ポルトガル勝利の“影の立役者”=チェコ 1−3 ポルトガル

鰐部哲也/Tetsuya Wanibe

冷静さが光ったデコ

ロナウドの今大会初ゴールは、ポルトガルの貴重な勝ち越し点となった 【Getty Images/AFLO】

 後半に入ると、チェコは選手の多くが自陣に引いた守備的な戦術を採ってきた。攻撃はカウンターで縦への長いボールを多用し、“あわよくば1点”の姿勢を見せるようになる。一方のポルトガルは、やり方を変えなかった。前半と同じく愚直に中央突破を図ってきたが、この時点でピッチ上のイレブンには明らかに焦りが見えた。
 特にロナウドはしびれを切らし、ボールを持つとドリブルで強引に中に入っていって、分厚いチェコの守備網の餌食となってボールを奪われるという繰り返し。間違ってピッチにボールを入れてしまったボールボーイの少年にまで怒声を浴びせる有様だった。この時点では、ポボルスキの言うロナウドの独善的な“個人主義に走った”プレーがポルトガルにマイナスに働いていたようだ。

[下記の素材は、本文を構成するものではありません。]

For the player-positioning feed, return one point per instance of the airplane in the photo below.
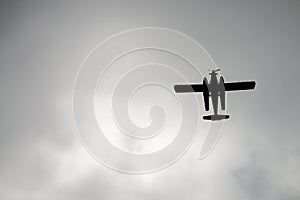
(214, 88)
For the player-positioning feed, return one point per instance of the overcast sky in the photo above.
(42, 45)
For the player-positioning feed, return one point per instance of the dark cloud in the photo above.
(42, 46)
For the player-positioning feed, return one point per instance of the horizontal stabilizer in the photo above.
(188, 88)
(215, 117)
(245, 85)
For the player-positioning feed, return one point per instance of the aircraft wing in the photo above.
(245, 85)
(188, 88)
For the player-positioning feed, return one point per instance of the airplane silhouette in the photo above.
(214, 88)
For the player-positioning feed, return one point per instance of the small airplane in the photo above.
(214, 88)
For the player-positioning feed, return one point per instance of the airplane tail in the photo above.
(215, 117)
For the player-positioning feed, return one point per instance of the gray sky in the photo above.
(42, 45)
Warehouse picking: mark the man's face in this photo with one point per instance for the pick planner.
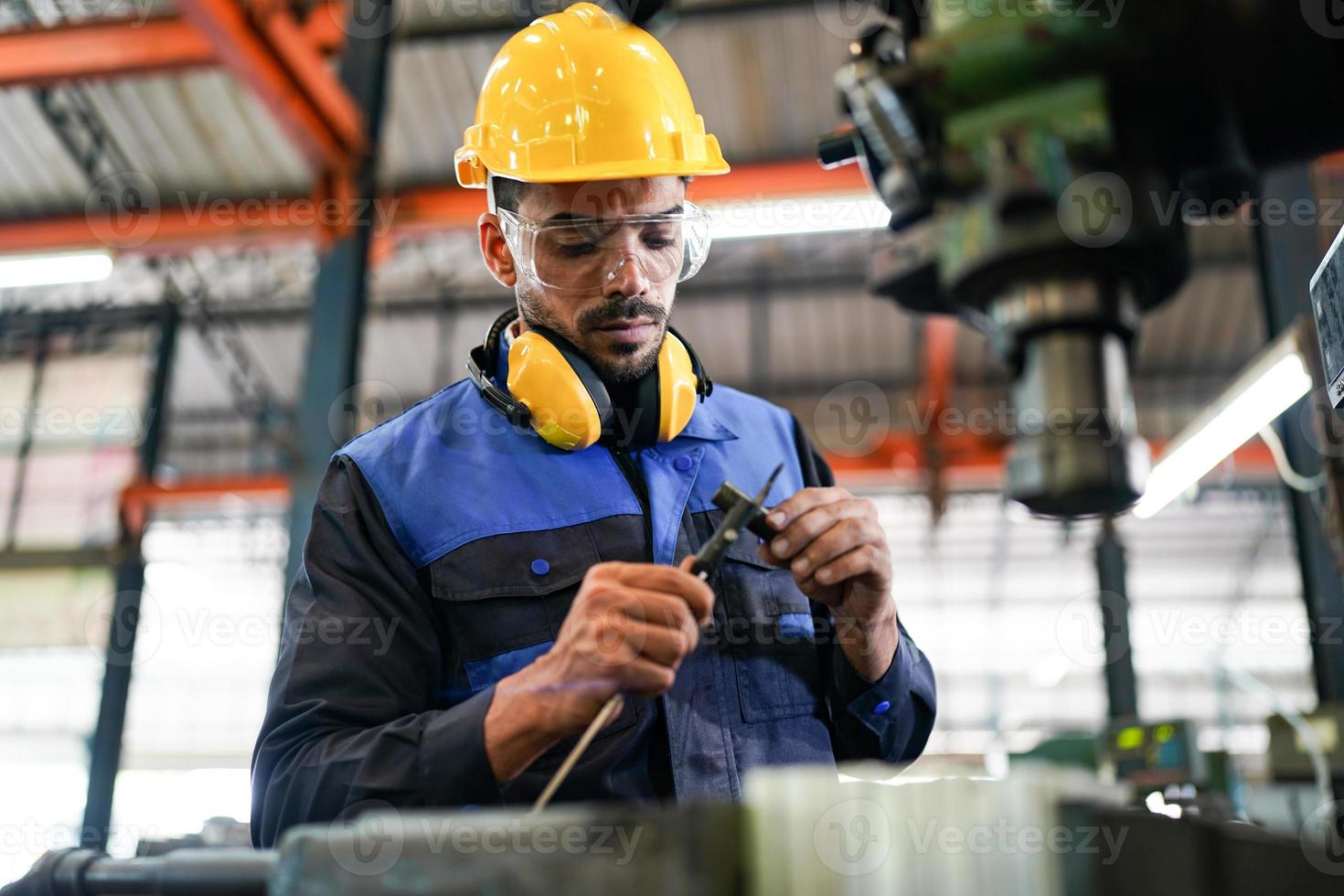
(620, 324)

 しかしロナウドとは逆に、冷静に我慢のプレーを続けていたのがデコだった。試合前には、「僕らはまだ1回勝っただけ。まだグループリーグを突破したわけではないことをしっかり自覚して、地に足をつけて戦わなければならない」と、やや浮かれムードのチームにくぎを刺していた。デコは、ポボルスキの分析が外れた選手の最たる例だった。そして63分、我慢してパスをつなぎ続けてきたデコが右サイドを突破して、中央へ絶妙のクロス。これを押し込んだのがロナウドだった。
「玩具を欲しがる子供」のようにダダをこねるロナウドに、「最高のプレゼント=今大会初ゴール」をアシストしたデコ。この試合の“影の立役者”であるデコの働きなしには、ポルトガルの勝利もなかっただろう。

チェコの采配ミスにも助けられたポルトガル

 1点のビハインドとなったチェコは後半73分、慌てて高さのあるコラーを投入。ポルトガルはその直後にすかさず、ハイボールの競り合いに強い192センチのフェルナンド・メイラ投入という効果的な一手を打った。
 ポルトガル監督のスコラーリは、試合前日の記者会見で「フェルナンド・メイラは、上背のあるチェコの中盤にボールを支配されないよう、(ボランチの)オプションとして起用する可能性があるかもしれない」と語っていた。指揮官が“約束通り”の采配(さいはい)を見せ、メイラもボランチというよりは最終ラインに入って、完全に“コラー封じ”の任務を全うした。
 ロスタイムには、カウンターに抜け出したロナウドが今度は自分で決めにかからず、確実に横へ流して、クアレスマのゴールをアシストし、チェコにダメを押した。初戦のトルコ戦のリプレーを見ているかのようだった。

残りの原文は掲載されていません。